Of all the ways to achieve a raging swellington — pills, injections, staring at great tits on the internet — ascending Everest is easily the most involved. But per a spate of online articles and anecdotes, peaking can indeed activate a major peak in your pants. The suggestion is that the high altitude atop a mountain can impact blood pressure in ways that can prompt random, prolonged boners.
Really, though? (If so, see you at the top!)
In search of the truth about mountain boners, I sent a series of awkward emails to, um, hardened Everest climbers, who immediately stole away any impulsive motivation I had to scale the mighty mountain. “I’ve been to the top of Mount Everest, and I’ve led more than 150 expeditions over 17,000 feet,” says mountaineer Ian Taylor. “I can’t say I’ve had any random erections while climbing at any time in my 20 years of high-altitude mountaineering.”
In a more impassioned response to my email, Sean Kristl of Alpenglow Expeditions says, “HAHAHAHAHAHA. Wow.
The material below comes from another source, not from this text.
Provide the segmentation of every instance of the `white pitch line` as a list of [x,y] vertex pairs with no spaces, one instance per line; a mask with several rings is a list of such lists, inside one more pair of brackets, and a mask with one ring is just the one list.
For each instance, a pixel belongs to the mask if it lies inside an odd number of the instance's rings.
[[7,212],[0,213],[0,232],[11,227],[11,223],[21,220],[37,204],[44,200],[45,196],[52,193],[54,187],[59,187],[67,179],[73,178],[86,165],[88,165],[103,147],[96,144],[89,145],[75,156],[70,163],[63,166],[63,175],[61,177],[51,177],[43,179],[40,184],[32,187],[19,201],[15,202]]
I just have to catch my breath here for a second. That’s hilarious, Ian. No, I’ve never heard of that. There are strange things that happen up there for sure — like people wearing diapers — but I’ve never heard of high-altitude boners being a thing.”
Disappointed that my search for Everest boners was falling short, I decided to send out one last email investigating the science of high altitude on chubs, and whether it could lead to chubbier ones. Turns out, it has the opposite effect. “High blood pressure does not cause random erections,” says Alex Shteynshlyuger, director of urology at the New York Urology Specialists. “If anything, high blood pressure makes it difficult to get an erection. High blood pressure results when there’s a great resistance to outflow, which means the blood vessels are constricted. Thus, the blood has difficulty getting into the penis. Studies show that high altitude actually predisposes to erectile dysfunction, in particular those who ascend to high altitudes for less than a year. This is because of ‘hypoxia,’ a lack of adequate oxygenation of tissues.” (He adds that, given enough time, mountain locals eventually adapt to achieve boners, but it takes longer than a trip to the top of Everest.)
You can find me chillin’ at sea level then.